For a list of the current features and their release status, see the [Module Status](docs/module_status.md).


## Quick Start

### Installation

Install the core dependencies:

```bash
pip install .
```

For development work:

```bash
make install-dev-deps
```

### Running an Example

To run the basic usage example:

```bash
make run-example
```

This will execute the `examples/basic_usage.py` script and write the output to `basic_usage_output.txt`.
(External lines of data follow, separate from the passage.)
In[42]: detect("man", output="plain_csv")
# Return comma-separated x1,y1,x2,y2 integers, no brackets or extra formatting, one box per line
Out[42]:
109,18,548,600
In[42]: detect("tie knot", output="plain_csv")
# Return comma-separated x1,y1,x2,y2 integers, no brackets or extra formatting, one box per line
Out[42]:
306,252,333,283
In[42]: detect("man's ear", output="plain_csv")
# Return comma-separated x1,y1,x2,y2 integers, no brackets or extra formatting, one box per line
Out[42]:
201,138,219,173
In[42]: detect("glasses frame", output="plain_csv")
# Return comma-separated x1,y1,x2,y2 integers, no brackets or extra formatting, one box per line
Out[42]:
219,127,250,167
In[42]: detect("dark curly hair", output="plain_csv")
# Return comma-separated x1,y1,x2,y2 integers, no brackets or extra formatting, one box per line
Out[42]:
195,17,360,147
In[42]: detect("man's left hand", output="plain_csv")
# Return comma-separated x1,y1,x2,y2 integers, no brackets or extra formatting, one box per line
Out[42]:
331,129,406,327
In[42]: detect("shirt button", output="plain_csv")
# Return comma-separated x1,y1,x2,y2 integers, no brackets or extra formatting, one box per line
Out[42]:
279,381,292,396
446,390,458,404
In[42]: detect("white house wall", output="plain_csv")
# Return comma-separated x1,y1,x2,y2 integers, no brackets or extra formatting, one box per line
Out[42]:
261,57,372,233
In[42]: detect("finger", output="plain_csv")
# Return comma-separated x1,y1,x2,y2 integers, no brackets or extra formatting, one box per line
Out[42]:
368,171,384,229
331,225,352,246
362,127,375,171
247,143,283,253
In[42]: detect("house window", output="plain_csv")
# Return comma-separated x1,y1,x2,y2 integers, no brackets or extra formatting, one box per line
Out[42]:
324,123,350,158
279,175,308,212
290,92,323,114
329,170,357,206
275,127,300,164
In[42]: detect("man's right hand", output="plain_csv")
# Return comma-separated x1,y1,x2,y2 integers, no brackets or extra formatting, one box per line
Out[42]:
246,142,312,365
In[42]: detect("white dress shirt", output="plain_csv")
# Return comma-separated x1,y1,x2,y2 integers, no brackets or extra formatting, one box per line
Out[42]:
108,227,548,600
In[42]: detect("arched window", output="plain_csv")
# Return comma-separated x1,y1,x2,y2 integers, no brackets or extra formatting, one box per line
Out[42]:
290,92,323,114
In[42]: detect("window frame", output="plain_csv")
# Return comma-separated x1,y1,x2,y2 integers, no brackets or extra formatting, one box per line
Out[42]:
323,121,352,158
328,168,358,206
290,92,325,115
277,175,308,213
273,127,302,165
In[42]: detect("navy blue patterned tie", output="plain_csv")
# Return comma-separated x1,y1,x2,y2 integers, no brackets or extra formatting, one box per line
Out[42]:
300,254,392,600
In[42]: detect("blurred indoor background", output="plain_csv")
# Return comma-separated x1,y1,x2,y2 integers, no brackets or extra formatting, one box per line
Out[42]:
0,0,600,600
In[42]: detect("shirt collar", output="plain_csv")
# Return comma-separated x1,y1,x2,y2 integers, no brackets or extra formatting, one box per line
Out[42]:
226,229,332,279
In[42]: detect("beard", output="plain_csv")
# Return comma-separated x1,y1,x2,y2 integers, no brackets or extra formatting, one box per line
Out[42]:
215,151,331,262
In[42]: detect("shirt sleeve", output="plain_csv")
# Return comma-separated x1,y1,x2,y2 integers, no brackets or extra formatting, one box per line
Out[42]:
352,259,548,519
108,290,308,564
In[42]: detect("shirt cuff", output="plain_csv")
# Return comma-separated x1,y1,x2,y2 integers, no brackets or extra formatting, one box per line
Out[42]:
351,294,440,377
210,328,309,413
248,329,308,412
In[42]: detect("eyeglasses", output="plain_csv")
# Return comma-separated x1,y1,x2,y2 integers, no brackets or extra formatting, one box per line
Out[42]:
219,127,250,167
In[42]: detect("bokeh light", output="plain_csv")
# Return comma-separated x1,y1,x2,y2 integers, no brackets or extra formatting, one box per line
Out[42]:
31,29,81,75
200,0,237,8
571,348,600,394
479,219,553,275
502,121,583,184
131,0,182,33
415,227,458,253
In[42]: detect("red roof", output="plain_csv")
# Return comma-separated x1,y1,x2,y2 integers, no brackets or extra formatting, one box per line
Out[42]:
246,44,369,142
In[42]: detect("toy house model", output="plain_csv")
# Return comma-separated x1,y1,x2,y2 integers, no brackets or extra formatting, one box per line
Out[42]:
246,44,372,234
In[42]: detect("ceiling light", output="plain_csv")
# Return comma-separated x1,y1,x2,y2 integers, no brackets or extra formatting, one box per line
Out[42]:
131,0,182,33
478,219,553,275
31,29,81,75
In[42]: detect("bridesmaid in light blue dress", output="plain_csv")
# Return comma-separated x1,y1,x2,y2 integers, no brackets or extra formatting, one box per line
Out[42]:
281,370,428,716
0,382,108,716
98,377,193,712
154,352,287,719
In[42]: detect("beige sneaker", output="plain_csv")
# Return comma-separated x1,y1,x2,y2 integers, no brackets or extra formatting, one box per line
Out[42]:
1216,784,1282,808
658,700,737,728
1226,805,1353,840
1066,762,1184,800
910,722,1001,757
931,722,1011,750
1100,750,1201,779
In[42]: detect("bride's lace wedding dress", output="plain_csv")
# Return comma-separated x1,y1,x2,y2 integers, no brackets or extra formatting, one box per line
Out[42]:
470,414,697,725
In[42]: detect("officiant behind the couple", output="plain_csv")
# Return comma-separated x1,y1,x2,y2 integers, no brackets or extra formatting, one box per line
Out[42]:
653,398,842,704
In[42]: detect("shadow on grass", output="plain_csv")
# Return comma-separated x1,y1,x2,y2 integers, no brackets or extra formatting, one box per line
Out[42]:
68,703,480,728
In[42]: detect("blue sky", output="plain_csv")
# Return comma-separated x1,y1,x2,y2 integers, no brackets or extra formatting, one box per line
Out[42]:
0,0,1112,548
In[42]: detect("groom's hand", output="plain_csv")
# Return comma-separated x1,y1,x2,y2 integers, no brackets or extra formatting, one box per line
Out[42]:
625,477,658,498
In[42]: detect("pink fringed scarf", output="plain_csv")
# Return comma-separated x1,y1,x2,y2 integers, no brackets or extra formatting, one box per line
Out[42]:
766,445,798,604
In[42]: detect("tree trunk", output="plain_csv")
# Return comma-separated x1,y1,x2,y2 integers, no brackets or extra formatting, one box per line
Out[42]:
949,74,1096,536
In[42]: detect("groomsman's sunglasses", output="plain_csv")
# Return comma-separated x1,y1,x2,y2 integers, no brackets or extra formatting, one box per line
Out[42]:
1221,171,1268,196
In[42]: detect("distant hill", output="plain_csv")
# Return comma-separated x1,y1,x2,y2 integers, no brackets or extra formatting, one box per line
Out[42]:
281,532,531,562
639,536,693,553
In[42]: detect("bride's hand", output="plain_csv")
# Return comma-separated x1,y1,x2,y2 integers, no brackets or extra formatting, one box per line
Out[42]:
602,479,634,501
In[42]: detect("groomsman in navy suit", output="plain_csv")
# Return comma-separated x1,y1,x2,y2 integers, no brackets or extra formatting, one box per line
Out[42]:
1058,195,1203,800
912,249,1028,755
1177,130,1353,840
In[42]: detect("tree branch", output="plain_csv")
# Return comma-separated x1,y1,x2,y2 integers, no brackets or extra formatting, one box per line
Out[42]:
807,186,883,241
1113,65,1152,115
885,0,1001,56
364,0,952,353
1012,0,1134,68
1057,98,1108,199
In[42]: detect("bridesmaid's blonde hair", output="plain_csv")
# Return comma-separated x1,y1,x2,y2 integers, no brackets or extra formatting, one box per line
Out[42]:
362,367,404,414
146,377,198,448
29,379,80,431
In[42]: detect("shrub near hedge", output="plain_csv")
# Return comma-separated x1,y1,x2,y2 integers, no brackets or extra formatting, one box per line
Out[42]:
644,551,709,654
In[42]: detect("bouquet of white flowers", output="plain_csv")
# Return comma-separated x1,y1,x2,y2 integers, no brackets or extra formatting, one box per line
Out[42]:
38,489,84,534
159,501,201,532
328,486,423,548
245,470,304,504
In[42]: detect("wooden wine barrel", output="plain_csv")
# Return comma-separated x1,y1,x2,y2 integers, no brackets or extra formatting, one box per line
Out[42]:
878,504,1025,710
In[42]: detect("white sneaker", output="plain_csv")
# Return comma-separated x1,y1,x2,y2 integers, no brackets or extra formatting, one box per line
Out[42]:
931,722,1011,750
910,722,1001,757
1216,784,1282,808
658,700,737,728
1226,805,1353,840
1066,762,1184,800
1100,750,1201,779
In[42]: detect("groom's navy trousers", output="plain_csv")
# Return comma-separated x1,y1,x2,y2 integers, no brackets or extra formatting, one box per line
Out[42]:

Here is a simplified example of how to use the library:

```python
from src.microsim import load_parameters, taxit

# Load parameters for a specific tax year
params = load_parameters("2024-2025")

# Calculate income tax for an individual
income = 50000
tax = taxit(income, params.tax_brackets)

print(f"Income tax for an income of ${income}: ${tax:.2f}")
```

## Project Structure

- `src/` – core Python source code and parameter files
- `examples/` – scripts demonstrating how to use the model
- `docs/` – detailed documentation, licences and contribution guides
- `tests/` – unit tests
- `syspop/` – synthetic population generator
- `scripts/` – utility scripts
- `conf/` and `config/` – configuration files
- `reports/` – output from reporting scripts
- `Makefile` – common development tasks
- `pyproject.toml` – dependency and tooling configuration

## Development

For more detailed development guidelines, see [DEVELOPMENT.md](docs/DEVELOPMENT.md).

### Tests

Install development dependencies:

```bash
make install-dev-deps
```

Run the test suite with [tox](https://tox.wiki/):

```bash
tox
```

### Linting, Type Checking and Security

Run formatting, linting, static type checks and security scans with
[pre-commit](https://pre-commit.com/):

```bash
pre-commit run --all-files
```

Install pre-commit hooks with `pre-commit install` to run these checks
automatically.

## Parameters

Policy parameters are stored in a SQLite database (`src/data/parameters.db`).
The database provides a structured and efficient way to manage historical and
future policy settings.

Parameters are loaded into Pydantic models via the `load_parameters` function,
which queries the database for the specified year. This ensures that all data is
validated and type-checked at runtime.

For details on the database schema and Pydantic models, see `src/parameters.py`.


## Changelog

See [CHANGELOG.md](CHANGELOG.md) for a history of changes.

## Security

See our security policy in [docs/SECURITY.md](docs/SECURITY.md).

## Contributing

Contributions are welcome! See
[docs/CONTRIBUTING.md](docs/CONTRIBUTING.md) for guidelines.

## License

Licensed under the Apache 2.0 License – see [docs/LICENSE](docs/LICENSE).

## Cite Us

If you use this software in your research, cite the project as described in
[docs/CITATION.cff](docs/CITATION.cff).

## Roadmap

The project is in a mature state, with most of the core features completed. The current focus is on improving the model's flexibility, optimization capabilities, and architecture.

### In Progress

- **Policy Optimisation Module:** Integrating an optimization library (e.g., Optuna) to intelligently search for optimal policy parameters.
- **Configuration-Driven Pipelines:** Refactoring the simulation to be driven by configuration files (e.g., YAML) to make it more flexible.

### Completed

- **Parameter Database:** Policy parameters have been migrated from JSON files to a SQLite database, providing more robust data management.
- **Web API:** The simulation engine is now accessible via a web API, making it easier to integrate with other applications.

### Future Plans

- **Enhanced CI/CD:** Improving the CI/CD pipeline with dynamic badges, automated data audits, and performance regression testing.

For more details, see the full [Roadmap](docs/ROADMAP.md).